Souvenir d’une conversation avec mes hommes de la Grande Maison le 31 mars 2013 :
- Tu te rappelles de l’équipée de Benny Levy à Palente chez les Lip…
Le silence qui s’ensuivit marquait le triomphe du malingre. Il jouissait de son avantage car évoquer devant moi le souvenir du gourou de la Gauche Prolétarienne c’était, il le savait le bougre, me replonger dans un temps où le grand n’importe quoi régnait en maître.
- C’était le gros Geismar qui pilotait une vieille 4L vers Palente. Un peu avant l’usine, quelques camarades locaux les attendent. J’en suis car j’étais déjà des deux bords. Quand on s’aperçoit que le Benny est flanqué de Geismar ça gueule sec.
- Putain, tu te prends pour un touriste. Franchement si tu pointes ta tronche dans l’usine tout le monde va se dire que les maos viennent foutre la merde dans notre grève…

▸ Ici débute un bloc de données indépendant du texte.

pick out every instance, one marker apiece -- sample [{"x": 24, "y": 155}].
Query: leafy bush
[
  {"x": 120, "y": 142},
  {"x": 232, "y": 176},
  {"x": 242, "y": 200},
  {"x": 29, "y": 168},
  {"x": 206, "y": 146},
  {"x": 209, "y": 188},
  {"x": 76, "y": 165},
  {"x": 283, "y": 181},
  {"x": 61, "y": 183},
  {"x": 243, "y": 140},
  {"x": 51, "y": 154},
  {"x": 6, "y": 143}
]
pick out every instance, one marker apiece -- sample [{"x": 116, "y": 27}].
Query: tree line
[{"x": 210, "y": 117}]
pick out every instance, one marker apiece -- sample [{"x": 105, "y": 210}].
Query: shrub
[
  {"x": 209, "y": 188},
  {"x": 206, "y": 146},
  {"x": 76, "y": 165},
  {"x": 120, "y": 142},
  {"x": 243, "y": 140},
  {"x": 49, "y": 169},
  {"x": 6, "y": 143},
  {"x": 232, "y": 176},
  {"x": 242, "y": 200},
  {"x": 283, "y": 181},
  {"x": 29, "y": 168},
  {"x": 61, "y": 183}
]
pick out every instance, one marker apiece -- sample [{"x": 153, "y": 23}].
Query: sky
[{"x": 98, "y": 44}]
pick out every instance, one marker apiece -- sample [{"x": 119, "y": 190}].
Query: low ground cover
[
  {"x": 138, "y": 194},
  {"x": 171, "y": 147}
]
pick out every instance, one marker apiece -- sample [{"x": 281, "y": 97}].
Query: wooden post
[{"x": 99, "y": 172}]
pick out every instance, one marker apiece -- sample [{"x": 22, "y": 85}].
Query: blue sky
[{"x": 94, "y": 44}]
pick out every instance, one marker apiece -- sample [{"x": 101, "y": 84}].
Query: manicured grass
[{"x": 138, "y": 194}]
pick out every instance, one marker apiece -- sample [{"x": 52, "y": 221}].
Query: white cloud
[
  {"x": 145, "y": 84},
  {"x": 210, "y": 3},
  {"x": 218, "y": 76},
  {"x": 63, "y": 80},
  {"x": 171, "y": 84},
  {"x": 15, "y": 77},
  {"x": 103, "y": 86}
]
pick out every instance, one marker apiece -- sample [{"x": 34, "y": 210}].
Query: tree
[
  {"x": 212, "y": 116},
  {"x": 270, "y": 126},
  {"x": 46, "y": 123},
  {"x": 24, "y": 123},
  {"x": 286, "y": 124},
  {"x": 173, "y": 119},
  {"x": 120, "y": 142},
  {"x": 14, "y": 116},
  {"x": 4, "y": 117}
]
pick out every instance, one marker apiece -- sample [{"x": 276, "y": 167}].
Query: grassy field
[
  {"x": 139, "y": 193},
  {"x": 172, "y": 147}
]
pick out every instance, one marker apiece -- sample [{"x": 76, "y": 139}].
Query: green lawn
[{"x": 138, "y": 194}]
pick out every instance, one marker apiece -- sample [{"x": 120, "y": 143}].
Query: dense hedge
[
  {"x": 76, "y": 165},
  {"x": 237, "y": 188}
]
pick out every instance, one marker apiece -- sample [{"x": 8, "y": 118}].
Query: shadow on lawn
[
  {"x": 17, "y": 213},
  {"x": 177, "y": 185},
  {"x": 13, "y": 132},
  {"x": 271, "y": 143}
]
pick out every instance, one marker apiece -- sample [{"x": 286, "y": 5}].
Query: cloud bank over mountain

Le pépère Geismar il n’en revenait pas. Ni une, ni deux, il se retrouvait accroupi au fond d’une bagnole qui, deux précautions en valaient mieux qu’une, le déposait sur le quai de la gare de Dijon pour embarquer dans le premier train pour Paris. Pendant ce temps-là, tel un brave visiteur, « Pierre Victor » dont nul ne connaît le visage du côté de Palente, franchit les grilles de l’usine, accompagné de deux ouvriers de chez Renault, sans encombre. Même qu’il se fait cornaqué par un responsable de l’accueil. Tout lui est ouvert, même les AG, à la condition qu’il respecte la libre parole et bien sûr ne participa pas aux votes. Le gars qui les accueille c’est Jean Raguenès, OS chez Lip depuis 3 ans, dont Benny Levy, qui a son service de renseignement, sait que c’est un père dominicain détaché de son couvent qui fut, en mai 68, l’aumônier des étudiants en droit et qu’il a défendu les katangais de la Sorbonne…
Duruflé biche, tout le monde l’écoute. Il quête une approbation dans mon regard. Je relance gentiment :
- C’était le bon moment pour être présent !
- Ça c’est sûr, Benny « Pierre Victor » arrivait alors que tout se nouait. Je m’en souviens bien on était le 12 juin 1973 et Comité d’Entreprise devait se réunir pour prendre de lourdes décisions. Depuis que le PDG Saintesprit avait démissionné à la mi-avril, les actionnaires suisses d’Ebauches SA, à qui Fred Lip avait cédé un tiers de son capital, ne l’avaient pas remplacé. Tout le monde subodore qu’ils veulent résister aux japonais de Seiko ou Kelton et aux américains de Timex mais qu’ils n’en ont rien à traire des autres branches armement, machine-outil et mécanique…
- Ben dit-donc Duruflé y devrait t’embaucher pour les pages saumon du Figaro, ironisait Merchandeau…
- Que veux-tu, nous, comme les Lip nous travaillions dans la précision, on en était, pas comme les branleurs de maintenant qui se la pète en baskets et en jeans et qu’on jamais vu la gueule d’un ouvrier…
- Entre 68 et l’arrivée de grand con de Giscard qu’est-ce qu’on s’est éclaté avec les barbouzes et les mecs des CDR… Une grande époque que nous ne retrouverons jamais. Nous sommes dans une ère de médiocres, de petites bites sans envergure… surenchérissait Contrucci.
- Y’a pas photos les mecs, même si je n’aime pas beaucoup mes curés, Piaget et Raguenès, qui ne pouvaient pas se piffer, c’étaient des couillus et même l’archevêque de Besançon, Marc Lallier, il n’envoyait pas dire ce qu’il avait envie de dire. Pas de la petite bière qui défile pépère de République à Nation, des gars qui sont capables de mettre la main sur le trésor de guerre de Lip. Opération commando à la nuit tombée qui investit la « chambre froide », là où sont stockés le disponible, vingt-cinq mille montres prêtes pour la vente, et qui met ce petit trésor en lieu sûr. Le « casse social » du siècle ! Le camarade Benny Levy à l’impression de vivre le scénario idéal, pur et dur en direct et il est partagé entre le malaise et la jubilation… L’illégalité des larges masses c’est le credo de la GP et ça le fait bander, si tant est qu’il bandât ; mais ce qui le trouble c’est que ce mouvement est entre les mains des révisionnistes modérés, Piaget CFDT et PSU est de ce type de catho dévoué qui n’est pas vraiment la tasse de thé de « Pierre Victor » qui haïssait les syndicalistes légaux.